What to Know
New Jersey Transit rail officials were on the hot seat to answer questions from lawmakers over the dozens of recent train cancellations.
A shortage of engineers combined with required track safety work has led to numerous cancellations and stoked commuter anger.
Management of staff turnover due to retirement "was non-existent" for years, Transportation Commissioner Diane Gutierrez-Scaccetti said.
Lawmakers and Gov. Phil Murphy began to take steps Thursday to address an engineer shortage at the state's transportation agency that has been developing for years but has only recently attracted sustained attention due to dozens of train cancellations.
Murphy directed lawmakers to send him stand-alone legislation to waive residency requirements to allow New Jersey Transit to hire engineers from other states, and they are expected to take it up in their next voting session.
The shortage, due to attrition and under-investment in training over the last decade, has combined with a spate of unexcused absences plus federally mandated safety work to cancel dozens of trains during peak periods, some with little or no notice to commuters.
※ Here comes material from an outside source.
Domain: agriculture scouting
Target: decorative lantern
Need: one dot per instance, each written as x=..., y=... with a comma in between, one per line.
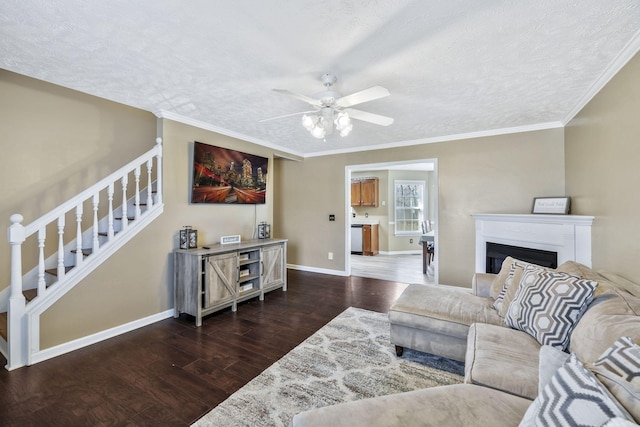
x=264, y=230
x=188, y=238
Management of staff turnover due to retirement "was non-existent" for years, Transportation Commissioner Diane Gutierrez-Scaccetti told lawmakers at a legislative hearing Thursday. That left NJ Transit "without a pipeline" of skilled workers to fill in for those who left or retired, she said.
Gutierrez-Scaccetti said that in addition to seeking residency waivers, NJ Transit would actively promote vocational training programs for engineers at community colleges, and would offer bonuses to NJ Transit conductors if they train to be engineers.
Hiring engineers from around the region, rather than new recruits, could cut the amount of time it could take to get them trained and working, Gutierrez-Scaccetti and NJ Transit Executive Director Kevin Corbett said. Currently the training time is about 20 months.
Commuters will still see more cancellations through the end of the year, however, due to NJ Transit's work to install the federally required emergency braking system known as positive train control.
The agency received a two-year extension past the initial Dec. 31, 2018 deadline to fully implement the system, but still has to have it fully installed by then so it can perform testing over the next two years.
Missing the deadline could lead to the Federal Railroad Administration de-certifying the railroad, essentially shutting it down, Corbett said.
Lawmakers questioned NJ Transit's communications with commuters, to which Corbett responded that he has merged the agency's social media operation into an emergency operations center where train movements can be monitored.
Assemblyman Anthony Bucco echoed the frustrations of many commuters when he asked why plans for cancellations aren't communicated better.
"You know this is coming but there doesn't seem to be a concrete plan to address it," he said. "If you're doing that, you've got to communicate it."